LBCC Helps Students With Resources, Food, Rent
By Dianne Anderson
When Tamara Lincoln first saw the statistics on the high level of homeless students at Long Beach City College, she was shocked, but she was not surprised.
She had been there and done that, but even worse, she had to go through it alone with her kids.
At the time, she was also a part-time employee at the college. It was difficult and stressful to have to figure everything out by herself. Her son was starting high school and her daughter was disabled.
They were forced to move because the landlord refused to address black mold.
“Imagine a student having to do this stuff, keep their grades up, or have to out in the rain, sleeping in their car, or they don’t have a car, or they have a disabled kid and sleeping on the couch,” she said.
One in six, or 16%, of LBCC students, are housing insecure or homeless.
About ten years ago, Lincoln said she was frustrated and overwhelmed. She met with Long Beach Community College District Trustee Dr. Virginia Baxter, and ranted that the system was messed up. She asked how could college alumni and an employee be homeless and without help.
In response, Baxter told her that she seemed to be the ideal person to start as a new position as the LBCC Homeless Liaison Officer, which she’s been doing ever since.
Circumstances had thrown Lincoln and her family into a tailspin. She was able to stay in temporary living conditions and couch-surfed until she could get into another apartment.
But even before she started as the homeless liaison, she always naturally directed students to resources, much of which came out of her own experience. Today the program outreach has grown and no student needs to be without food or housing.
Lincoln said she is on call 24/7, ready to hook students up with resources, the kind that was not readily available to her back then.
“When I started with the group, we were slowly finding out that students were homeless, or couch-surfing or had a basic need. It’s hard when you have to put your pride aside and ask for help,” she said.
Lately, the campus Basic Needs Center is expanding. Students are referred to connect with her, and she links them with hotels, or food, or whatever services they need. Part of the lag in the process is the perception of housing insecurity. Often, students don’t see themselves as homeless.
“If you’re living house to house or even if you’re staying in hotels, you are homeless,” said Lincoln, who graduated from LBCC in 2012, and majored in early childhood education.

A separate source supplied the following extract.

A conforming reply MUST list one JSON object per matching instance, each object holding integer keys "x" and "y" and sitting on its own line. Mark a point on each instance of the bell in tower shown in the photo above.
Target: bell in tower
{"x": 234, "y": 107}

Today, she works out of two offices, the College’s Learning and Academic Resources department and outreaches to LBCC’s unhoused students, to direct students to the right help. Their group also distributes food bags to students, and recently, they were able to help 12 students with vouchers to catch up with the rent.
Many students don’t ask for help because they don’t think anything is available, she said, or they don’t know where to find information and resources.
Part of it may be a cultural association in the Black community. Growing up, she was always told that whatever happens in the family stays in the family. It was out of fear that the government would remove the kids from the home if there was any hint of housing insecurity.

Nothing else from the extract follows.